Every gift makes a difference in the furtherance of the Kingdom of God around the world. Whatever you decide to give, I know that God will honor and multiply it.

Giving is simple: Just click on the link below:

Thank you for being one of the "willing."

Richest Blessings,
Pastor Keith

Be the Husband You Want Your Daughter to Marry

"Be the husband you want your daughter to marry." It's the best piece of advice I could give in the moment. In a recent meeting with a father of one son and about to be the father of a daughter, I was asked to give one piece of advice, since I have had the privilege to raise four girls.

In light of the recent sexual harassment cases, I am convinced my advice was right on target.

We have to model what it means to be a man and woman of God. When it comes to our kids, we overestimate what we say and underestimate how we live. We need to give our kids a picture of what it looks like to express love to their future spouse.

Included in this, but not limited to it, are public displays of affection. Our children need to know what it means to touch appropriately. They also need to know what is safe and what is off-bounds.

Almost every day, since the news of Harvey Weinstein’s sexual harassments, someone else is being revealed as a sexual offender. What is as much as concern to me is the girls who are allowing themselves to be in a situation and not knowing how to get out of it or talk about it. They were put in situations where someone in authority abused their power and manipulated the situation for their own sick pleasure.

As a father of four daughters, it breaks my heart every time I hear these things happening, and it is becoming more and more common for abusive situations to happen earlier and earlier in life.

We need to teach our kids that, no matter what the promotion or job security, it is wrong to be harassed in the workplace and it takes courage to get out of the situation and speak up.


Friday, November 03, 2017

Confession vs Appeasement

Do not confuse confession with appeasement—confession does not mean we’re off the hook. Confession does not make things easier for us. Confession does not make God look the other way about our sin. Confession does not absolve us of our responsibility. Confession prepares us for conversation with God and acceptance of his forgiveness, his terms, his sovereignty.

- Liberating the Leader's Prayer Life, Terry C Muck

Thursday, July 06, 2017

Tithing: A Timeless Principle of Discipleship

Tithing: A Timeless Principle of Discipleship

By the number of emails I received recently from groups that want to help me face the summer financial crunch for my church, I am guessing many churches are experiencing major challenges when it comes to finances and budgets. Our church is no exception. It is my opinion that the church does not have a budget problem; rather it has a discipleship problem.

I doubt that there is any more threatening subject than that of tithing, which is why pastors today are nervous about bringing up the topic. However, we need to have this conversation. As Martin Luther put it, “There are three conversions necessary in the Christian life: the conversion of the heart, the mind, and the purse” (Randy Alcorn, Managing God's Money).

Some of the angst comes from people’s negative experiences with previous churches, pastors, and evangelists. We must confess that some pastors, on occasion, have used biblical texts related to tithing in a manipulative manner to raise the budget or to build a building. Such behavior should not be tolerated; however, this does not alter the basic biblical teaching on tithing.

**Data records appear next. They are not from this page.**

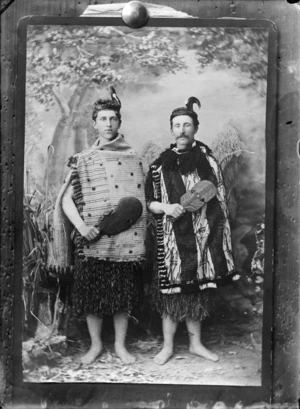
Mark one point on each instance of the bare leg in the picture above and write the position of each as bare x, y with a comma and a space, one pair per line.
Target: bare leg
169, 329
94, 324
196, 346
121, 324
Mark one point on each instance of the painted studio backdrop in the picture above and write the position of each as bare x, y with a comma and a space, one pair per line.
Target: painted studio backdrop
154, 70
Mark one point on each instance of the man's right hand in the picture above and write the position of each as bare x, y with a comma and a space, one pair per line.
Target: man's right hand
174, 210
88, 232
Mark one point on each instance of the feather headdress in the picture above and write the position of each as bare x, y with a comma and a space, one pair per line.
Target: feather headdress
187, 110
113, 104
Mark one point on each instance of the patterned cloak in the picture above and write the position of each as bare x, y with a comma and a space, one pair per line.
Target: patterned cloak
193, 252
101, 176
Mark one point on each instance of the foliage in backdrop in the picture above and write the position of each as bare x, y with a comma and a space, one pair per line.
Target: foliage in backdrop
68, 66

Just so we are clear, the definition of tithing is: Giving ten percent (10%) of our income to God through His church. The original tithe was an offering of one's agricultural income to the Lord as an expression of thanks and dedication. Today, because we live in a monetary society, we give ten percent of our salary.

I recently preached a message at Centerpointe on tithing and its significant role in discipleship. You can find the video and the text at Tithing Message.

This subject is too important to not address.